The nationally televised Winter Classic and Hockeytown Winter Festival are five weeks away, but excitement is escalating.
Fans are snapping up tickets for the New Year's Day outdoor game at Michigan Stadium in Ann Arbor and work began Friday to prepare for a Comerica Park infield rink. John Niyo has a preview at The Detroit News:
The long-awaited Winter Classic featuring two Original Six teams — the Red Wings and Toronto Maple Leafs — at Michigan Stadium is a virtual sellout. . . . The Hockeytown Winter Festival built around the New Year’s Day game is taking shape, too. . . .
An HBO film crew already has been in town shooting footage for its popular “24/7: Road to the Winter Classic” documentary, a four-part series which debuts Dec. 14.

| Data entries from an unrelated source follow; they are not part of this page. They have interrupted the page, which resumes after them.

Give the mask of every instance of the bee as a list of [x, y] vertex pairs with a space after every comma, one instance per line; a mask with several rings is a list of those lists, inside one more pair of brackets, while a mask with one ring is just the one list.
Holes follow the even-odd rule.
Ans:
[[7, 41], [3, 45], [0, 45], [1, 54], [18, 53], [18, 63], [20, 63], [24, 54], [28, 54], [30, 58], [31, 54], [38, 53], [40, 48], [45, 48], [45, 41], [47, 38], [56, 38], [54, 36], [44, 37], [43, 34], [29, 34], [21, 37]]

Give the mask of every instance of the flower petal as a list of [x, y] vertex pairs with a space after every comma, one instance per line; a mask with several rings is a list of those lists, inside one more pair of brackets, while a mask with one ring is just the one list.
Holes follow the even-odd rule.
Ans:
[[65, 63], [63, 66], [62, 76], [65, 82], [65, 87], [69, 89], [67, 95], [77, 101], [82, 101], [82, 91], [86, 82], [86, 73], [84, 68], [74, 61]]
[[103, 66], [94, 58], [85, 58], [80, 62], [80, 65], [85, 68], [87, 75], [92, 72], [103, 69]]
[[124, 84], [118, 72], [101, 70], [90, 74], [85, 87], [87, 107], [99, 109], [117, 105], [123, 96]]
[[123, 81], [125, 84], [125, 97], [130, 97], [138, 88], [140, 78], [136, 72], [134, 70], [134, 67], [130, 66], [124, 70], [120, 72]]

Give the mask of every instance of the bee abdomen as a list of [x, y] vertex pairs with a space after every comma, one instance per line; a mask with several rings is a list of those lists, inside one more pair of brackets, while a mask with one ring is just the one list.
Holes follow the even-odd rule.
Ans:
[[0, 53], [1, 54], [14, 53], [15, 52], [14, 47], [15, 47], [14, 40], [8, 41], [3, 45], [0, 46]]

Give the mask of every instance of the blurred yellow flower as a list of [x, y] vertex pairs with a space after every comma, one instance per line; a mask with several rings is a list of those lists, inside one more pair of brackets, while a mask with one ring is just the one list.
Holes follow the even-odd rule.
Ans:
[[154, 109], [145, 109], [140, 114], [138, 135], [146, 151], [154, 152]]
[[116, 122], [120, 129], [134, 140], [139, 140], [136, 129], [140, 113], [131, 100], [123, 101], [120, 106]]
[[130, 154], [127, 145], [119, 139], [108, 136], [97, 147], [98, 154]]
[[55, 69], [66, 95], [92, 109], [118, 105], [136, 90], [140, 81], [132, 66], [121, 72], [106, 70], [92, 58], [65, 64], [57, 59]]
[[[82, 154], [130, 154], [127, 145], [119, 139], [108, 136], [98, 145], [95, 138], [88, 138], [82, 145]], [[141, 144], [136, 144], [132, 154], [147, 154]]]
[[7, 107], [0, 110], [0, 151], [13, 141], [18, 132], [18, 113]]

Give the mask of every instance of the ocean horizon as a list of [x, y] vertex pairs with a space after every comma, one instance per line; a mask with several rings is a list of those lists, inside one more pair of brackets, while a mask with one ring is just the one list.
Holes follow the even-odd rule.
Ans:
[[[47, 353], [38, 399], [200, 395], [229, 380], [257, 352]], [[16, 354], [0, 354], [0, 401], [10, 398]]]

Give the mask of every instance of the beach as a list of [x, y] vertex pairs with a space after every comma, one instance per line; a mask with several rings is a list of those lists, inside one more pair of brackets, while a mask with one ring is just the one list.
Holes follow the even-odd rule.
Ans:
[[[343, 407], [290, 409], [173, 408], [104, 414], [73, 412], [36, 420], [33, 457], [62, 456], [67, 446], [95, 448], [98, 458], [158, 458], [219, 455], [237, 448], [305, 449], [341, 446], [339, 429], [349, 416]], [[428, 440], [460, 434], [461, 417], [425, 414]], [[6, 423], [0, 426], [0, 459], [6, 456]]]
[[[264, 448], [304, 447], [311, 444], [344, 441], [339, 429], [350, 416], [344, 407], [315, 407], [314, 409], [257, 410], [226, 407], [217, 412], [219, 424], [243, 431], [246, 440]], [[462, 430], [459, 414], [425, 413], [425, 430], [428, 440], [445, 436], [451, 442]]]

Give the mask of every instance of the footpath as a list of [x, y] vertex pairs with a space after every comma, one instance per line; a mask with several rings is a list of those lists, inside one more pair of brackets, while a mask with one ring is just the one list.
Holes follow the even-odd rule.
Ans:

NHL executives were at Joe Louis Arena this week for a presentation about the high-profile events, which include two New Year's Eve games at Comerica Park between former Wings and Maple Leafs players. The ballpark also will host college and minor-league hockey games over five days. (Tickets are available here.)
Related activities and entertainment from Dec. 27-31 will take place in a "Fan Zone" outside the Detroit stadium, including a street hockey rink, recreational rink. toboggan slide and artifacts from the Hockey Hall of Fame. Access will be free to anyone with a ticket for that day's hockey games, and $5 for others.
NHL Winter Classics began in 2008 and haven't featured a Canadian team until now. The Wings and Leafs originally were supposed to face off in Ann Arbor last Jan. 1 until a contract standoff brought a four-month league lockout of players .
Here's more from Niyo's report on the rescheduled events:
“In every respect, the Winter Classic in Hockeytown is going to be the biggest one ever, and probably forever,” said John Collins, the NHL’s chief operating officer. “I think it’ll stand for all time as the biggest game we’ll ever do.” . . .
The Wings say they’ve already sold nearly 80 percent of a possible 280,000 seats for the ticketed events in this year’s week-long festival. Some 30-35 percent were purchased by Canadian fans, meaning sold-out hotels for the holidays and, presumably, healthy bar tabs at local restaurants in Detroit and Ann Arbor.
The Winter Classic is expected to inject $30 million in spending into the region, Collins predicts.
NBC will broadcast the Winter Classic nationally, while Fox Sports Detroit is expected to air the Winter Festival games.
In Ann Arbor, city council members this week approved street closings for a New Year's Eve bash called “The Puck Drops Here,” sponsored by the local Convention and Visitors Bureau. A giant puck lit with more than 6,000 LED lights will drop at midnight, an Associated Press report says.